For him, certainly, there had been the improbable survival of the Nyango Revolt, but that hadn’t been a miracle, and that hadn’t been the team. Zacharias Wentz had been the only reason Connor had survived.
Then it dawned on him. “You mean when you were a blockade runner?”
“Yes.” She stared at her hands. “Long ago.”
“It wasn’t that long.” She couldn’t even be fifty yet, but war aged a person.
“It was during one of the wars that was not called a war. The Directorate wanted to teach the Coil government a lesson, you see? Blockade a planet where illness was raging.”
That sounded vaguely familiar. “And you tested the blockade?”
“Three times. The last one, my friends told me, ‘No. This one is bad.’”
He knew that feeling now: a premonition of things being wrong. “Did they join you?”

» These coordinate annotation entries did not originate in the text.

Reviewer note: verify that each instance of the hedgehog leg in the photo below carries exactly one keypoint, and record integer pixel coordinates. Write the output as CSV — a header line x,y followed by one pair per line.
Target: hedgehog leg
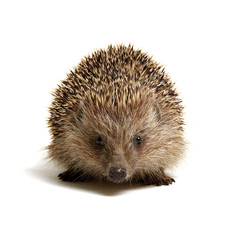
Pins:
x,y
72,176
158,179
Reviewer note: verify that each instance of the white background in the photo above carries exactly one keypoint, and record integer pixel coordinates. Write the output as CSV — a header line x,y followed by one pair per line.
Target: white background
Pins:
x,y
41,41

“Yes. Six of them. Excellent pilots, all of them, you see. Veterans.”
“Brave.”
“No, no—determined. If I was to go, they felt they too must go. And I did not feel this was such a dangerous mission.” She snorted. “Young and stupid.”
“You survived.”
“I did. I was the only one. We got through the blockade, you understand? We delivered the medicine. Lives were saved. But when we tried to escape, all of what we knew proved wrong.”
“What happened?”
Her hands shook. “Before we arrived, the Directorate had sent in new corvettes to strengthen the fleet. They were fast and had missiles.”
Like the ones that had come after them over Mara, when they’d tried to flee. Connor wanted to comfort her, but she was somewhere else, living through something from decades before.
She sucked in a stuttering breath. “Henri, he was my…mentor. My protector, you see? All I knew, he knew. He sensed them before the instruments. He got out a warning before the sensors told us what was coming.”
“And…?”
“Henri had said before we launched that something was wrong. He felt something was out there. Then, a missile turned his ship into a star. Just for a second.”
Connor had seen ships blow up like that. “It was instantaneous.”
“For him, yes. For me, seeing them all die.” She exhaled—long and deep. “This time, I will not escape.”
“Don’t be morbid. We’ll make it.”
“No. Connor, listen to me.” Her eyes came up, wet and sad. “I tell you, none of us will leave here. I am sure of it.”